Special Announcement



The WBFN Book Project Cannot Throw a Book Away

Last year, the WBFN Book Project sent over 90,000 books overseas. These books were donated by metropolitan public and private schools as well as individuals. Our volunteers sorted and selected textbooks, library books and workbooks for shipments that went to schools in Cameroon, Sierra Leone and Nigeria. For the books that were not suitable, for a variety of reasons, every effort is made to find another use. In keeping with our policy of reducing the number of books that go into the paper-recycling bins, these books were offered for donations at our Book Fair, or we find NGOs like Mano a Mano, Fleur de Vie, and ESPWA, which accept books for their projects overseas.

Thanks to our volunteer, Nancy Pinto, a WB retiree, who initiated a search for potential recipients of these discarded books, we are now in the process of sending books to two more NGOs:

— For the last 20 years Book Savers of Maryland has been a non-profit bookstore raising funds for Mennonite Central Committee (MCC). MCC is a relief and development agency working in the US and around the world. They support MCC by recycling and reselling unwanted books—books that could have easily ended up in a landfill. They sell their books in their store and online and recycle the paper from the books that are not resold. Nancy drops off boxes of books at their Hagerstown (Maryland) location periodically.

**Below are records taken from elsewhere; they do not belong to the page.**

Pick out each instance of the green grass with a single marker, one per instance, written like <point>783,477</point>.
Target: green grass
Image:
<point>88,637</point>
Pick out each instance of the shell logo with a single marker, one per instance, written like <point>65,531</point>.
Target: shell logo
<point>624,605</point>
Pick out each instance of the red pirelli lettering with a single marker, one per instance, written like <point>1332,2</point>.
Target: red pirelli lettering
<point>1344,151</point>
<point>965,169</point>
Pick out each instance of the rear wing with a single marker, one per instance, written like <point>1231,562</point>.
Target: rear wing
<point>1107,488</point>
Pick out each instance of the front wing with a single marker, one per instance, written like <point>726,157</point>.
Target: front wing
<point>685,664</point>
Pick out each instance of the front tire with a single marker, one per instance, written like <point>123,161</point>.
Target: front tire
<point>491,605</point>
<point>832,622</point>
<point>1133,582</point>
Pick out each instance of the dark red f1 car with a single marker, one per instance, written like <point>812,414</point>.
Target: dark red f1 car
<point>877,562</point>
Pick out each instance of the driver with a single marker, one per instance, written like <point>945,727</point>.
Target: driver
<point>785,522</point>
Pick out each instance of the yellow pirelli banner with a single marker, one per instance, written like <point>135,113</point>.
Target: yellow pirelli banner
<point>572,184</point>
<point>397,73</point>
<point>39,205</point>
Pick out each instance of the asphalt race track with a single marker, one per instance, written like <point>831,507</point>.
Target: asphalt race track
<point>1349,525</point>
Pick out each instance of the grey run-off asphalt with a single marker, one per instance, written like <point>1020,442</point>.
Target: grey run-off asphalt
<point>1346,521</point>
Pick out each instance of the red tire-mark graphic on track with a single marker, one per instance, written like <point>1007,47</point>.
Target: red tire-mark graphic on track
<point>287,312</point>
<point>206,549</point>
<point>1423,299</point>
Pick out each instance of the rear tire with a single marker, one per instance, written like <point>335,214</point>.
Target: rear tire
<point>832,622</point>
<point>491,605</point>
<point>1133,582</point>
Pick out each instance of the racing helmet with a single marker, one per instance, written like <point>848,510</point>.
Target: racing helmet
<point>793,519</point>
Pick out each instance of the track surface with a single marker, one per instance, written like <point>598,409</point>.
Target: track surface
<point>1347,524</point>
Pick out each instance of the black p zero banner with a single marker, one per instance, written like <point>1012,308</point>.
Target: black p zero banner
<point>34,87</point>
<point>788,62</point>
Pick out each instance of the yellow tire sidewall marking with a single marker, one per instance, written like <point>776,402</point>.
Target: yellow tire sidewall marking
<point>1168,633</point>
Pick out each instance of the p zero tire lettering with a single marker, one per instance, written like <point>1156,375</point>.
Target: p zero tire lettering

— Our second addition is DC Books to Prisons, which develops and supports prison libraries, and has provided free books to individual prisoners since 1999. Work is done solely by concerned volunteers on donated time and resources. In 2009 the program expanded to Alabama. Yearly between the two sites, DC and Alabama send more than 5,000 packages of books to meet requests by inmates in 600 federal and state prisons. More recently they have been sending books in Spanish to immigrant children in detention centers along the USA border.

At the Book Project twenty-five volunteers work one to three days a week. The scale of the operation requires a warehouse in Sterling, VA (a suburb of Washington DC). Packing the books is becoming increasingly complex. For example, the wooden pallets that go into the shipping containers must be heat-treated because of potential vermin, and these pallets are not readily available. A shipment of 30,000 books to Nigeria has been detained at the Lagos port since June due to customs issues. Volunteers identify sources of book donations in the metropolitan area, others find and vet recipients overseas. Some will work on shipping logistics and relationships with vital partners, such as the WBG. Yet others sort, stamp and pack books for donations. There is no lack of activity at the Book Project!